Les gardes ralentirent le pas sans cesser d’avancer pour autant, tous les trois de front. Rhapsody pivota pour leur faire de nouveau face. Elle allait devoir les convaincre que ces étrangers étaient ses alliés, des alliés de poids. Elle fit de son mieux pour sourire à ces deux compagnons insolites.

« Pardonnez-moi, mais accepteriez-vous de m’adopter un moment ? Je vous en serais très reconnaissante. »

L’homme à côté du géant hocha légèrement la tête.

« Merci », souffla de nouveau Rhapsody. Elle se retourna vers les gardes.

« Quelle coïncidence extraordinaire, haleta-t-elle, un sourire de fausse bravade sur son visage exquis en sueur. Messieurs, vous arrivez juste au bon moment pour rencontrer mon frère. Mon frère, voici les gardes de la ville. Messieurs, voici mon frère – Achmed le Serpent. »

L’espace d’une seconde, on eût dit que le temps s’était étiré, tout autour de Rhapsody.

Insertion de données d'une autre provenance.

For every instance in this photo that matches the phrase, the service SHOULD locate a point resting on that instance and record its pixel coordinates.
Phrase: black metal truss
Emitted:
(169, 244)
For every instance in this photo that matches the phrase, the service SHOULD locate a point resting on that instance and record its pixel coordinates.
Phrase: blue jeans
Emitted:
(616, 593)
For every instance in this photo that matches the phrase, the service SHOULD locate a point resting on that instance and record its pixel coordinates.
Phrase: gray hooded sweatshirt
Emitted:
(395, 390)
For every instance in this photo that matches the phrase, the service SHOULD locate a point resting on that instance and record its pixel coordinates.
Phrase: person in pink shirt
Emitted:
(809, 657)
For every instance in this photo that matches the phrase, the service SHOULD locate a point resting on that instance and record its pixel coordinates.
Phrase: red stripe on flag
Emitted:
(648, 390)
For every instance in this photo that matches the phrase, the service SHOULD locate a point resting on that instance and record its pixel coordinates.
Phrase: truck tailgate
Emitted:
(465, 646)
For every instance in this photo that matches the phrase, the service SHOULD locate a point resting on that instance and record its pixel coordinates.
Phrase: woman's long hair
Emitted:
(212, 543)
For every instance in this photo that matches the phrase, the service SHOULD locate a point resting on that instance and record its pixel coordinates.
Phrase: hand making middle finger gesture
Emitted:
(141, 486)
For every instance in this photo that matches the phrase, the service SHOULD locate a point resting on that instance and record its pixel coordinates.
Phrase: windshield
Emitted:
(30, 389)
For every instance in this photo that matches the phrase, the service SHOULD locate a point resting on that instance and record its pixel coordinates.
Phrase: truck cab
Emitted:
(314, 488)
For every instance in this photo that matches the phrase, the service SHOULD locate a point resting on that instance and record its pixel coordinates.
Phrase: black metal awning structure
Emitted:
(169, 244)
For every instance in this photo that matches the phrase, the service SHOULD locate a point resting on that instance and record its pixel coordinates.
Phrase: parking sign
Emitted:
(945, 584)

Une vague de chaleur lui balaya le visage, et elle entendit un crac distinct, lointain mais audible, puis un pffff, comme le claquement d’une étincelle suivi de la fumée se dissipant.

Une étrange sensation la submergea, différente de tout ce qu’elle avait connu jusqu’ici – la tête qui tournait d’avoir trop couru, sans doute. Elle grimaça en son for intérieur en songeant au nom stupide qui lui était venu, pourtant il semblait que son tour de passe-passe avait marché, car les gardes contemplaient désormais les silhouettes derrière elle avec une peur abjecte dans les yeux.

Une série de pfoooouuu chuchotèrent derrière elle et passèrent tout près de son oreille. Elle ne put suivre des yeux les projectiles étincelants, fins comme des ailes de papillon, que déjà ils venaient se planter de conserve dans la gorge des trois hommes, les renversant à la file. Les gardes s’effondrèrent lourdement dans la boue de la ruelle, immobiles.

Ébahie, Rhapsody baissa les yeux sur les corps. Elle se tourna de nouveau vers les inconnus. Le moins grand des deux tenait une arme étrange, de la forme approximative d’une arbalète, mais dotée d’un arc courbé et asymétrique, qu’il glissa d’un geste vif par-dessus l’épaule, sous sa cape. Elle le considéra avec une admiration stupéfaite. « Beau travail. Merci. »

Les deux voyageurs échangèrent un regard, puis scrutèrent la ruelle. L’homme en cape noire lui tendit une main fine dans son gant de cuir, mais qui devait avoir une poigne redoutable. « Venez avec nous, si vous tenez à la vie », se contenta-t-il de dire d’une voix sèche et anormalement râpeuse ; Rhapsody ne put s’empêcher d’écarquiller les yeux, fascinée par ce son percutant.

Au bruit des pas des autres gardes qui la poursuivaient, elle jeta un œil en arrière, puis fit derechef face à l’étranger et lui prit la main. Ils filèrent tous trois dans les ombres que projetait dans les rues étroites d’Easton le soleil de plomb de l’été.